FLASHBACK: Bobby Jindal's Exorcism Problem | Mother Jones
In an op-ed for Politico on Wednesday, anti-tax crusader Grover Norquist called on presumptive GOP presidential nominee Mitt Romney to select Louisiana Governor Bobby Jindal as his running mate. That came just a week after former Bush speechwriter David Frum penned a piece for CNN entitled “Bobby Jindal for Vice President.” Scott Conroy captured the emeging zeitgeist with a profile of Jindal for Real Clear Politics in which he reported that, after “private conversations with people close to both Romney and Jindal,” there were plenty of reasons to believe” that Jindal could be our next vice president. Phil Klein at the Washington Examiner says Jindal is “hands down” the best to be Romney’s running mate. Jindal Fever: catch it!

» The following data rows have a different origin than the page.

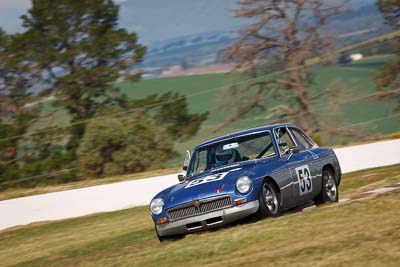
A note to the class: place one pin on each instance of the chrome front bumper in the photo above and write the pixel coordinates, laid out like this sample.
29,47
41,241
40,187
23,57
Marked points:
208,220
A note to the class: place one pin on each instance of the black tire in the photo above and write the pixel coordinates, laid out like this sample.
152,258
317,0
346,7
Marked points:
329,191
269,202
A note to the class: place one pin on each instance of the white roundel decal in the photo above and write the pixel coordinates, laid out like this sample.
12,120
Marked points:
304,178
207,179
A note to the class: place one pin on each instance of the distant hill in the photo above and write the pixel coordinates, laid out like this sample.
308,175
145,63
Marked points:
199,50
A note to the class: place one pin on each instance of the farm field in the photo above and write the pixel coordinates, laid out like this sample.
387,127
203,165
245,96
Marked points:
205,93
360,233
356,109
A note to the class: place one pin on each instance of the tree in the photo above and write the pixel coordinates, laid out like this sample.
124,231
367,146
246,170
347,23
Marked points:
78,50
388,78
170,110
390,9
139,140
285,34
15,119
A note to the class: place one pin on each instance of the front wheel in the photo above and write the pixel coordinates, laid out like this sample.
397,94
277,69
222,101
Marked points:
269,202
168,238
329,192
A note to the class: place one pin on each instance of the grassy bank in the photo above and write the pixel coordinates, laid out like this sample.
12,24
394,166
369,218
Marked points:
361,233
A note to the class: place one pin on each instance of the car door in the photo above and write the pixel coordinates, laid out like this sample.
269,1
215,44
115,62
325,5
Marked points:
305,168
300,165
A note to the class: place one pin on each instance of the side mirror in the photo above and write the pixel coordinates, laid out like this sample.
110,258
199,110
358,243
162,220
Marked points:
181,178
294,149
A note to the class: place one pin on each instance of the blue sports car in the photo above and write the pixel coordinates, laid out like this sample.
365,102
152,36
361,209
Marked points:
261,172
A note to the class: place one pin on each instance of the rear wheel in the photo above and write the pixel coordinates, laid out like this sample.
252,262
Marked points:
269,202
329,191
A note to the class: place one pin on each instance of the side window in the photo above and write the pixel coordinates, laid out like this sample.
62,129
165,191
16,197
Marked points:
301,140
201,163
285,141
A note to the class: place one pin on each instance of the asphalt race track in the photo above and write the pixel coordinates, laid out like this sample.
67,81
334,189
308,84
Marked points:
122,195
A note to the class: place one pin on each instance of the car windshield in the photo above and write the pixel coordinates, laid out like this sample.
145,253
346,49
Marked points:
231,151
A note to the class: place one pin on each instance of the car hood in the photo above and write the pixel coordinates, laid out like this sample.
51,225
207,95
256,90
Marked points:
218,182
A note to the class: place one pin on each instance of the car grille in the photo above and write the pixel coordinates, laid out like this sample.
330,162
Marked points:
206,205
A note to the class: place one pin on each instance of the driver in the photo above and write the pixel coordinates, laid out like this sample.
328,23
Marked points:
224,157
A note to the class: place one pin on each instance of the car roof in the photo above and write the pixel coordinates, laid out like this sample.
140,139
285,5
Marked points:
242,133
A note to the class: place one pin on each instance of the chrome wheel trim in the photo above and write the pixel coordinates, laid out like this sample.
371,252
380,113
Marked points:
330,186
271,201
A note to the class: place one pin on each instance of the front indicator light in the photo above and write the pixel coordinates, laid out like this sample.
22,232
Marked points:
240,201
243,184
162,220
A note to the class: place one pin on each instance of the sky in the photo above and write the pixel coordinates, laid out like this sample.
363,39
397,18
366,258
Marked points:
153,20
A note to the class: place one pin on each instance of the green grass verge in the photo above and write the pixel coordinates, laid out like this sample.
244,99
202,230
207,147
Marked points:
361,233
42,189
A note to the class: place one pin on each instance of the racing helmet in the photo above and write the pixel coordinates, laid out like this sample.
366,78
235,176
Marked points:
224,157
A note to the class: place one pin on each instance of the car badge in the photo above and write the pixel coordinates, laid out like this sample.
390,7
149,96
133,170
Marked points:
196,203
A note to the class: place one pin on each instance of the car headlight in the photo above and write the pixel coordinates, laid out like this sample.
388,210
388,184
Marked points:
156,206
243,184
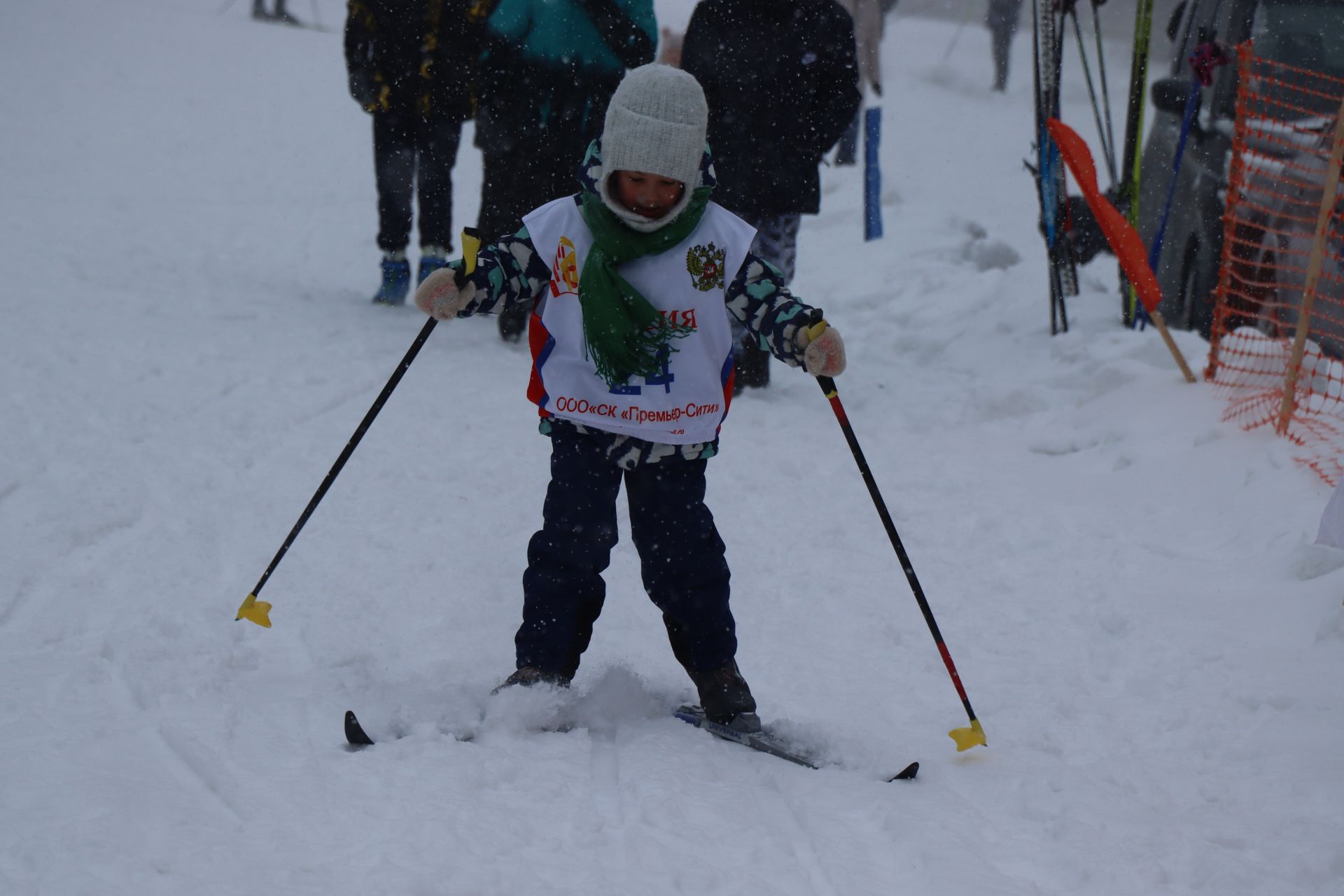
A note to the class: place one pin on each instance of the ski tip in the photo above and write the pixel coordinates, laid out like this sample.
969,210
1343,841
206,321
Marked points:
355,735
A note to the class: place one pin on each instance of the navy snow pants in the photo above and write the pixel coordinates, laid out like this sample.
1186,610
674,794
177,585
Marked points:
680,554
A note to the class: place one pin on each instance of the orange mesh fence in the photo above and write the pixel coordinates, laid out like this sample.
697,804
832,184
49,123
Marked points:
1284,254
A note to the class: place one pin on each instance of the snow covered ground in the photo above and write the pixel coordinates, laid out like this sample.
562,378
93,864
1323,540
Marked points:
1128,584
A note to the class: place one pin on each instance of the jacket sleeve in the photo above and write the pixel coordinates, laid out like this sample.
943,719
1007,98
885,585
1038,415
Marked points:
761,302
511,20
507,273
632,41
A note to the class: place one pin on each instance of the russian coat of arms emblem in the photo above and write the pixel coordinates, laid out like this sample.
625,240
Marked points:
706,266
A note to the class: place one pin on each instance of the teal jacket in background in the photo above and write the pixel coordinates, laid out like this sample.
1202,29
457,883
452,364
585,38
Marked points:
561,33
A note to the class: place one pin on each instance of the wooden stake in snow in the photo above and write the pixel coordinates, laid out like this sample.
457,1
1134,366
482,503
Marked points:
1313,276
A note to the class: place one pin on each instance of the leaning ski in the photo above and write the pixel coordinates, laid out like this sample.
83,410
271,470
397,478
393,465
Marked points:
355,734
762,742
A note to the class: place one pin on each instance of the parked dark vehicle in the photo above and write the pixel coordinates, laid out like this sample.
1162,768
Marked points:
1306,34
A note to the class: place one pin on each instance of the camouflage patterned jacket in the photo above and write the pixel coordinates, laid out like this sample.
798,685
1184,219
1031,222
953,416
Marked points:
510,272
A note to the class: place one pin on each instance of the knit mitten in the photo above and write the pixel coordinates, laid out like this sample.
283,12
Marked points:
822,356
440,298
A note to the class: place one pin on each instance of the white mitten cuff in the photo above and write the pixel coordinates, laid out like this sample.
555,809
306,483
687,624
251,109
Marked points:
440,298
824,356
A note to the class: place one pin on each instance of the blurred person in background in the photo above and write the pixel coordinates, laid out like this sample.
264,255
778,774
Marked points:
1002,19
783,83
550,67
409,66
869,19
277,14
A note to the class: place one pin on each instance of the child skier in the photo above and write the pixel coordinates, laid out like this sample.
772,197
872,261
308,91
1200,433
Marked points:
636,279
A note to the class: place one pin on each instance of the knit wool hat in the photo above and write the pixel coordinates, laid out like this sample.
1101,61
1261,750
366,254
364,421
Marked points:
656,124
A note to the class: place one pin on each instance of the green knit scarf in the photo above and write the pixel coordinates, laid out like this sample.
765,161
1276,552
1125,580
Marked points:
625,336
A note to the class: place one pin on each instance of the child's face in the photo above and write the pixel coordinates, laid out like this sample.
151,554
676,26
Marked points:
647,195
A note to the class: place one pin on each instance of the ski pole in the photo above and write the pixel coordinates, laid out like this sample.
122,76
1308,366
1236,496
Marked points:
258,612
965,738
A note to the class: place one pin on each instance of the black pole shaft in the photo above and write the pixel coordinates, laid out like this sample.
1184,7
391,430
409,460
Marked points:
350,449
828,388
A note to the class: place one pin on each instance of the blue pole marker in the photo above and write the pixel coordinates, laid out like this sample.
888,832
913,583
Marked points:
872,174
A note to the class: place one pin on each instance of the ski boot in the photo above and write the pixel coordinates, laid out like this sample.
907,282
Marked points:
397,280
432,258
726,697
528,676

Criticism of Jindal—aside from his dodgy health care privatization scheme, support for an Arizona-style immigration law, and fierce opposition to reproductive rights—tends to center on an awkward State of Union repsonse he delivered three years ago. This is dumb because most people didn’t watch it, and anyway, there’s basically no dignified way to rebut a State of the Union. (For one thing, unlike the President’s speech, there’s no one there to applaud.)
A much bigger reason why Jindal won’t be Romney’s running mate is the exorcism he conducted.
No, really. Jindal himself wrote about the experience in 1994 for the New Oxford Review, in an article entitled ”Beating a Demon: Physical Dimensions of Spiritual Warfare.” The short of it is that, while Jindal was an undergraduate, his close friend, Susan, with whom he had maintained a wholly non-romantic relationship, began acting strange. One might attribute this to the fact that she was undergoing treatment for cancer. Jindal assumed she had been possessed.